AI & Fundamentals
Operationalizing Counterfactual Metrics: Incentives, Ranking, and Information Asymmetry - Serena Wang, PhD Student, UC Berkeley

Serena Wang image

DATE: Thu, November 30, 2023 - 10:30 am

LOCATION: UBC Vancouver Campus, ICCS X836



From the social sciences to machine learning, it has been well documented that metrics to be optimized are not always aligned with social welfare. In healthcare, Dranove et al. (2003) showed that publishing surgery mortality metrics actually harmed the welfare of sicker patients by increasing provider selection behavior. We analyze the incentive misalignments that arise from such average treated outcome metrics, and show that the incentives driving treatment decisions would align with maximizing total patient welfare if the metrics (i) accounted for counterfactual untreated outcomes and (ii) considered total welfare instead of averaging over treated patients. Operationalizing this, we show how counterfactual metrics can be modified to behave reasonably in patient-facing ranking systems while preserving incentive-alignment properties. Extending to realistic settings when the providers observe more about patients than the regulatory agencies do, we bound the decay in performance by the degree of information asymmetry between a principal and agent. In doing so, our model connects principal-agent information asymmetry with unobserved heterogeneity in causal inference.
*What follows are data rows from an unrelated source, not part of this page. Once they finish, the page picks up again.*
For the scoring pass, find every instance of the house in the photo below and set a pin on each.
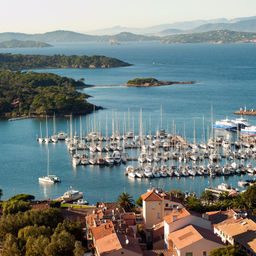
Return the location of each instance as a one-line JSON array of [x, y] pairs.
[[157, 204], [193, 241], [238, 231], [180, 218], [107, 241], [117, 244]]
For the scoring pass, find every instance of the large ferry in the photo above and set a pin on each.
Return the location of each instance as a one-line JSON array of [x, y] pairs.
[[225, 124], [250, 130]]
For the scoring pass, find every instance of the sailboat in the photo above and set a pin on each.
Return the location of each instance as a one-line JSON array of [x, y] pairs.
[[50, 179], [40, 139]]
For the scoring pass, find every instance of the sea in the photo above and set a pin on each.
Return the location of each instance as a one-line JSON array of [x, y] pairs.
[[225, 78]]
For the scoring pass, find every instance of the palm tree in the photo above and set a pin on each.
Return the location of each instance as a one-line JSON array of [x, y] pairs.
[[126, 201]]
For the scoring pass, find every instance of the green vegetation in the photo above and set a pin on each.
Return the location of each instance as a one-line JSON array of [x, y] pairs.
[[139, 81], [70, 36], [20, 62], [23, 197], [126, 202], [229, 250], [23, 44], [30, 93], [206, 202], [139, 202], [219, 36], [39, 233]]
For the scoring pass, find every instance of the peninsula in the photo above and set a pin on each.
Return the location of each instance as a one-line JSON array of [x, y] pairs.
[[30, 94], [23, 44], [152, 82], [16, 62]]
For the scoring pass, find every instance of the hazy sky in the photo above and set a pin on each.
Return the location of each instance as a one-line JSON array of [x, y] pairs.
[[31, 16]]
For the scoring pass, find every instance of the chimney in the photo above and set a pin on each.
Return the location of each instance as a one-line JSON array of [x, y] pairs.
[[174, 218]]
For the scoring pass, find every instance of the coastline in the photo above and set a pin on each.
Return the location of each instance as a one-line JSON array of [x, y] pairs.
[[159, 83]]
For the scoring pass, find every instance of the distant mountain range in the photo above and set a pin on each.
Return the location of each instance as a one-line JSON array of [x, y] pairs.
[[218, 37], [154, 33], [177, 27], [61, 36], [23, 44]]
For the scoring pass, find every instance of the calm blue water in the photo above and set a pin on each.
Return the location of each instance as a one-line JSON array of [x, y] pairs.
[[226, 79]]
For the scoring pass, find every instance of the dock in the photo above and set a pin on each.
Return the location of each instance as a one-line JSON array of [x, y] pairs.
[[250, 112]]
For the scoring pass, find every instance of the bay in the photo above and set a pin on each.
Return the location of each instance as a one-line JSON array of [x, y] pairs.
[[225, 78]]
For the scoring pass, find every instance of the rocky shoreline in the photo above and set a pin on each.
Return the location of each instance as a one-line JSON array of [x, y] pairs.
[[159, 83]]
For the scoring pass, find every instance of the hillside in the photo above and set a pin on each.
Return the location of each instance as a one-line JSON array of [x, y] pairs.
[[21, 62], [241, 26], [25, 94], [220, 36], [14, 43]]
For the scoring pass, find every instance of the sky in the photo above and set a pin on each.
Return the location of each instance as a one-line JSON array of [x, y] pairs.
[[39, 16]]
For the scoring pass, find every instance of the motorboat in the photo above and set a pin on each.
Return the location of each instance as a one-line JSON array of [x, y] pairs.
[[250, 130], [72, 195], [225, 124]]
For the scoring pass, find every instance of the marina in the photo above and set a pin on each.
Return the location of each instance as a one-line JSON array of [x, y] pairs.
[[182, 105]]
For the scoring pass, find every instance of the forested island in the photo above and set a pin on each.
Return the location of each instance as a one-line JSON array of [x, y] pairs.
[[23, 44], [20, 62], [217, 37], [38, 94], [149, 82]]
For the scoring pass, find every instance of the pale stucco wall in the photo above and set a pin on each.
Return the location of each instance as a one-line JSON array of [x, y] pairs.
[[150, 215], [199, 247]]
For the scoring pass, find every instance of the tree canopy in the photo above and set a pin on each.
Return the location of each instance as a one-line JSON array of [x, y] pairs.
[[20, 62], [31, 93], [126, 201]]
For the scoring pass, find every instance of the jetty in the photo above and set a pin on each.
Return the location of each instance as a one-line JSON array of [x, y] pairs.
[[246, 112]]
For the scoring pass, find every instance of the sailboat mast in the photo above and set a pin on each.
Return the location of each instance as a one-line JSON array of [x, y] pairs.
[[46, 123], [48, 162]]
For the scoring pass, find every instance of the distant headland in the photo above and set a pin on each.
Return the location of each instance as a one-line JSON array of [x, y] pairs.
[[152, 82], [16, 62], [23, 44]]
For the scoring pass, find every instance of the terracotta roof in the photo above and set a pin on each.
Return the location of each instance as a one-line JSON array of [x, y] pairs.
[[176, 214], [91, 218], [242, 230], [129, 216], [151, 196], [157, 252], [103, 230], [191, 234], [108, 244], [132, 244], [218, 216]]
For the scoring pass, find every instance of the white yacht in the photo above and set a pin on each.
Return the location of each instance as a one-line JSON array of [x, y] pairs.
[[50, 179], [251, 130], [62, 136], [225, 124], [72, 195]]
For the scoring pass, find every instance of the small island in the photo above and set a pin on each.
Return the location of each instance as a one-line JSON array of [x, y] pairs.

Serena is a final-year PhD student in Computer Science at UC Berkeley. She has also concurrently worked at Google Research at 20% time for the last six years, where she is part of the Discrete Algorithms Group. Serena’s research focuses on understanding and improving the long-term societal impacts of machine learning by rethinking ML algorithms and their surrounding incentives and practices. Serena is particularly interested in gaps between metrics and goals, and how those gaps may be bridged through algorithmic improvements, analysis of multi-agent incentives, and better qualitative understanding of problem formulation. Serena employs tools from machine learning, robust optimization, causal inference, and most recently, microeconomics. Serena is a recipient of the NSF Graduate Research Fellowship and the Apple Scholars in AI/ML PhD fellowship.